The first time you showed the deconstruction of your pieces in Spain was at the Goya Museum in Zaragoza with ‘La Victoria del Silencio’. What did it mean for you to see your work exhibited next to your great reference?

A great pride and heartfelt gratitude. I remember being deeply moved by having the opportunity to be so close to him in a space with him.

With that feeling, do you feel like going back to Spain?

I have never left Spain. I will never go back, I will always be there.

You are the third most sought-after contemporary Spanish artist after Miquel Barceló and the late Juan Muñoz. What makes an artist to be among the most sought after?

I honestly don’t know, there are so many good artists that are not on any list! I have been lucky enough to find gallery owners and collectors in my career who have been very supportive, but I will also tell you that leaving your skin in what you create gives you an unimaginable strength and capacity for work.

Appreciated in Spain, you have also recently been named artist of the year 2021 in the Netherlands. How do you feel with so much recognition?

I always appreciate recognition but in the solitude of your studio, when you work and face your doubts and emotions… the vanity of recognition is only an enemy in sheep’s clothing.

You have recently opted for sculpture and have presented your productions to the public in Amsterdam. Why now? What is the reason for this evolution?

The artist works tirelessly and evolution is the natural state. After manipulating the pieces for their ‘transformation’ it was a very logical step for me to reach three-dimensionality in this way.

Lita Cabellut
Lita Cabellut next to one of the works from Bodas de Sangre.
Which work or project are you most proud of?

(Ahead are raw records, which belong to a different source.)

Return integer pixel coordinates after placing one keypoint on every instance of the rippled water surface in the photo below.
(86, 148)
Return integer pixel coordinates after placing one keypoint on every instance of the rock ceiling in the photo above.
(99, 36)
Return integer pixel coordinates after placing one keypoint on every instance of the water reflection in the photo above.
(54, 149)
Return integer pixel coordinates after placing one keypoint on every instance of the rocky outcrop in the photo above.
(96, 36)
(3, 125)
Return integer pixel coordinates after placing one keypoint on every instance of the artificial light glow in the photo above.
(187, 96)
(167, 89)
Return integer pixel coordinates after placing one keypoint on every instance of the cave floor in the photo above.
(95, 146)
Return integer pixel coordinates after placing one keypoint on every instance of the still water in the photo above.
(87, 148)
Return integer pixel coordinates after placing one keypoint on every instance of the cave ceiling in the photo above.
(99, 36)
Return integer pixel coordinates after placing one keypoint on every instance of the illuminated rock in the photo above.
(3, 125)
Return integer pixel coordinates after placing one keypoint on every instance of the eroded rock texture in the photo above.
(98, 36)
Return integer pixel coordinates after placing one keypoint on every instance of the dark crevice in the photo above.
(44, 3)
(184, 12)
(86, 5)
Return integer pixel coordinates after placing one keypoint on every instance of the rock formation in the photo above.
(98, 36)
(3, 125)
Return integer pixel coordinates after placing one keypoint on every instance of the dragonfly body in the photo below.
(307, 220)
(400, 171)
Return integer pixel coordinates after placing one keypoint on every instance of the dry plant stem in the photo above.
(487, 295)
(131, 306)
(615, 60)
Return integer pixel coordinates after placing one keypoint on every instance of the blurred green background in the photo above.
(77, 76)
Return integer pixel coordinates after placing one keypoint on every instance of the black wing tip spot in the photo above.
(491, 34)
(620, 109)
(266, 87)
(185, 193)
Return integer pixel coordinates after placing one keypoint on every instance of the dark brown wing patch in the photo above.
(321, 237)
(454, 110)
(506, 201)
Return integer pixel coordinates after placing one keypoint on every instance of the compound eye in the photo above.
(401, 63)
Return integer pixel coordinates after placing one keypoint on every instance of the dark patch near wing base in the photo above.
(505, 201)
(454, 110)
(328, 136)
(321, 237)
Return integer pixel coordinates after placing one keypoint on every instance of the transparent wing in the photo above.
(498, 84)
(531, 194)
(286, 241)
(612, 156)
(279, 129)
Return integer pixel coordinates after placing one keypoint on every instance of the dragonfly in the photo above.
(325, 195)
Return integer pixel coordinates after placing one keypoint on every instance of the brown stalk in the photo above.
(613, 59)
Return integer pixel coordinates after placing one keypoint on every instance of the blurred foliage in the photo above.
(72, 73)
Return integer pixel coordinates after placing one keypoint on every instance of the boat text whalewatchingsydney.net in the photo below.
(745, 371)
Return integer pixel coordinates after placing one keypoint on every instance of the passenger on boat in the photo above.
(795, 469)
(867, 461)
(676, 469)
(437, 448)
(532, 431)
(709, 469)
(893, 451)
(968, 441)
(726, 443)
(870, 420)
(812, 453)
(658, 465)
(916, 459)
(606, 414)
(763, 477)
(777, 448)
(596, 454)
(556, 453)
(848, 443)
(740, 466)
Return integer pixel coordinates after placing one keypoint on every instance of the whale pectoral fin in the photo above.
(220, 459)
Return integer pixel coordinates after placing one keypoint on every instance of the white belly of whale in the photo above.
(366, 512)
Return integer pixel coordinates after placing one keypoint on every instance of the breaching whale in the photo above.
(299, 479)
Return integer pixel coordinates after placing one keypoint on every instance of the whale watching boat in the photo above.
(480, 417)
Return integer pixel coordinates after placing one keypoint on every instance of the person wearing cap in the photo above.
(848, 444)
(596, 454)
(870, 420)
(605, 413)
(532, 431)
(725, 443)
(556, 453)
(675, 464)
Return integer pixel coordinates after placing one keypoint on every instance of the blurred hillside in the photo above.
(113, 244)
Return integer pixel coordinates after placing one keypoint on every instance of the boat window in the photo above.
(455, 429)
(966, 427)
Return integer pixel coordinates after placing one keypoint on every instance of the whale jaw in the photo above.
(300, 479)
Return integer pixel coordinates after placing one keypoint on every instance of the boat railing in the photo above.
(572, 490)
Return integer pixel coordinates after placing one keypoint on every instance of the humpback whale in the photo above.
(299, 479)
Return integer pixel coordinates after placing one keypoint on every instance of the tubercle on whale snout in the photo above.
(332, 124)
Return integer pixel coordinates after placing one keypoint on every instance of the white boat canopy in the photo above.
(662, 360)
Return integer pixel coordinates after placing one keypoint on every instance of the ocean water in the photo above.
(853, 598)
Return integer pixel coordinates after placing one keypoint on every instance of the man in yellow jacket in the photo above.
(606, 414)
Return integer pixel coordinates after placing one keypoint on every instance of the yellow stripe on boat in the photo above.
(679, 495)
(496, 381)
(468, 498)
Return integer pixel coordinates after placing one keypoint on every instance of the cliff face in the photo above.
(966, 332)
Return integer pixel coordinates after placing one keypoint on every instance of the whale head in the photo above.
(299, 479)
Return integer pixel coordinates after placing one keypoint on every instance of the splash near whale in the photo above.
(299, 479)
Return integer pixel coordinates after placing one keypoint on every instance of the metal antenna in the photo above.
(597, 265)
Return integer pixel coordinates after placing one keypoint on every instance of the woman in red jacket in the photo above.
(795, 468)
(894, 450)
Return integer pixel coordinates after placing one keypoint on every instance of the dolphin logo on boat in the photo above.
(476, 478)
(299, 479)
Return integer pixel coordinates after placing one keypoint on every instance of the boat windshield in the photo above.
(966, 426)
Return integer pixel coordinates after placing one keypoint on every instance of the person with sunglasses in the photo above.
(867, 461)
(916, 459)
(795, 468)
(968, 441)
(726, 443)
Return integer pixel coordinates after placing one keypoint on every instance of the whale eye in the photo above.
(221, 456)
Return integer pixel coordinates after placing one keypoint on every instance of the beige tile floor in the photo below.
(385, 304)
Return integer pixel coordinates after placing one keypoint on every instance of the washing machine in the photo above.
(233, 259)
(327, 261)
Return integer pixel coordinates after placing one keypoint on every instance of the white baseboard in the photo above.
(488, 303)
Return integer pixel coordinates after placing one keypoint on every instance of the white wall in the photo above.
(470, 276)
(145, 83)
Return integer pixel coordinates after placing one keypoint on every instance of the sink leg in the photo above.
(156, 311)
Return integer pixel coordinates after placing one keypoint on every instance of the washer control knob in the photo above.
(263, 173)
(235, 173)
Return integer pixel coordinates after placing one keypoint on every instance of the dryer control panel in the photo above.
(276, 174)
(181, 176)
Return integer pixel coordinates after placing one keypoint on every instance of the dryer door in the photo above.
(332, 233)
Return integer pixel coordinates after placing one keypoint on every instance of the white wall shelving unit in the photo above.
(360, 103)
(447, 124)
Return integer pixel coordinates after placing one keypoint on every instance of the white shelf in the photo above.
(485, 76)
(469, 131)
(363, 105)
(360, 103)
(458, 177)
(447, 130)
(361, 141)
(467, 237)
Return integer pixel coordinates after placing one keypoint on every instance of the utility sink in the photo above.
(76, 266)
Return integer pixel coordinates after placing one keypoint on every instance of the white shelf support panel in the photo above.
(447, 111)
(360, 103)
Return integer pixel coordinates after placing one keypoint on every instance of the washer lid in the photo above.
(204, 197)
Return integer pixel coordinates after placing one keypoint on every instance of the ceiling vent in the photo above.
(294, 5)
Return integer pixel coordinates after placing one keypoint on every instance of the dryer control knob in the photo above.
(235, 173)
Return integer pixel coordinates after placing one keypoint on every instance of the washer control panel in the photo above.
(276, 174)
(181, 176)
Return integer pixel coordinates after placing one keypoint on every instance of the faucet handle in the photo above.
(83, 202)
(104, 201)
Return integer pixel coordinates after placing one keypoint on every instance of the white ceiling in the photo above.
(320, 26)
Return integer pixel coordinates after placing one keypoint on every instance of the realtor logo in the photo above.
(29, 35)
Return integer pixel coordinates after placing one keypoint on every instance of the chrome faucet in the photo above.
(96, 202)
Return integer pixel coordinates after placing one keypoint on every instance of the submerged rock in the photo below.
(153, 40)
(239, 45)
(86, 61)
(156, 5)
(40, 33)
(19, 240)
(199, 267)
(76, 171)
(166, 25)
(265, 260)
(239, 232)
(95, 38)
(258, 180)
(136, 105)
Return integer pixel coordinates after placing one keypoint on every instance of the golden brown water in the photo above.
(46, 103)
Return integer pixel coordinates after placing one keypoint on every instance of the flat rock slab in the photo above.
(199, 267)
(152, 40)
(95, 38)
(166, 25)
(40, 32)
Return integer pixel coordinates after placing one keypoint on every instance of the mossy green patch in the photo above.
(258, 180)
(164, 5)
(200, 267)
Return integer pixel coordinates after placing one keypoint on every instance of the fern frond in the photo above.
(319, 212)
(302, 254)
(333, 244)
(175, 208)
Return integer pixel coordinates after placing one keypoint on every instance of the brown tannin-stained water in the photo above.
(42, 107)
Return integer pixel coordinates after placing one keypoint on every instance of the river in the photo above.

It is difficult for me to be proud of one or another project in particular because in all of them I give all my soul and all my senses. I can tell you the one that moved me a lot and helped me to go through a fundamental period in my work: “Bodas de Sangre” by my beloved Federico García Lorca.

You have also become a female reference in contemporary art, a sector in which women are treated as passive subjects or underrepresented. It’s hard to see a woman exhibiting on her own; her works are often shown in group exhibitions. Is there any progress in equality?

No. There is a lot of work to be done in this sector. The pioneers, the pioneering women, paved the way with sweat, humiliation and silences full of strength. Now we are in a moment where those silences and that strength have more and more voice. I am a great optimist and I believe that great steps are being taken, even if they are in very limited distances.

The feminine condition and the vindication of feminism is also constant in your professional career. Is art a good vehicle to work in this struggle for equality?

Absolutely. Perhaps one of the best, because art has no dress and has no name, art is so powerful and contains so much love that it is impossible to resist the truth it contains.